Using State Machines in Alexa Skills

Using the Alexa Skills SDK you have the ability to save state for a particular session. A session is one continuous use of the skill by a user. If you're familiar with web development then you've probably used sessions before. Here sessions are more about saving state information in a back-and-forth conversation with a user.

For example a user might ask for meal recommendations that are spicy. You might the follow-up asking the user if they like pork. In this scenario you want to remember that spicy is something the user cares about. If you have follow-up questions you might also need to save that pork was asked about.
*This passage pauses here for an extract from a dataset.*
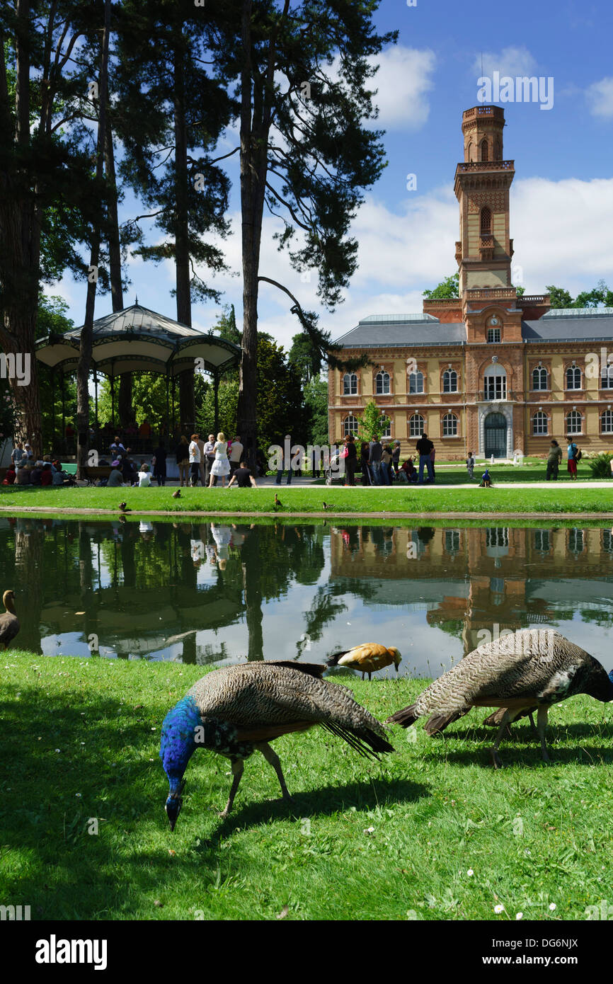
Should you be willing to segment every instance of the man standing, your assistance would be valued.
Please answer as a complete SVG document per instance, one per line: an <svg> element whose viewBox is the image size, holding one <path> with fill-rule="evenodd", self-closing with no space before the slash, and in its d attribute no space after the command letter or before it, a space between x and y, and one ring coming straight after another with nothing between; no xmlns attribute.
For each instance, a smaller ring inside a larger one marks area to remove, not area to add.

Keep in mind that users might change any of the above arguments (called slots in Alexa parlance) so you have to be sure to check for that each time your skill code runs.

The Imperative Way

const MealRecommendationIntent = {
  handler(handlerInput) {
    let am = handlerInput.attributesManager;
      
    let sessionAttributes = am.getSessionAttributes();
      
    let { temperature, meat } = sessionAttributes;
      
    if(temperature === 'spicy' && !meat) {
      am.setSessionAttributes(sessionAttributes);
      return recommendPork();   
    } else if(temperature === 'mild' && !meat) {
      am.setSessionAttributes(sessionAttributes);
      return recommendChicken();
    } else if(temperature === 'spicy' && meat) {
      return makeRecommendation(temperature, meat)
    } else {
      am.setSessionAttributes(sessionAttributes);
      return askIfTheyLikeSpicy();  
    }
  }
};

The following is pseudo-code to remove a lot of the ceremony involved with building Alexa skills, but it goes roughly like this:

This is minimized and doesn't handle all of the combinations of things that can happen. It also doesn't account for users changing their mind on a previous answer. Just imagine how complex this code will be if we add a few more slots.

Solving with State Machine

Given the scenario we can see that there's a lot of state to manage and different pathways that the logic can take. Of course a Finite State Machine is perfect for such a scenario.

The following is roughly the state flow for this skill: A state machine showing the flow of this meal recommendation skill This is complex! Even with so few possible states and pieces of data. The state machine provides a mechanism for modeling the above flow in a more organized fashion.

Building the State Machine

Here I'm going to use Robot as my state machine library. Robot allows you to model the skill's interactions so that any time an intent is called you go directly into the state machine and let its logic handle everything else.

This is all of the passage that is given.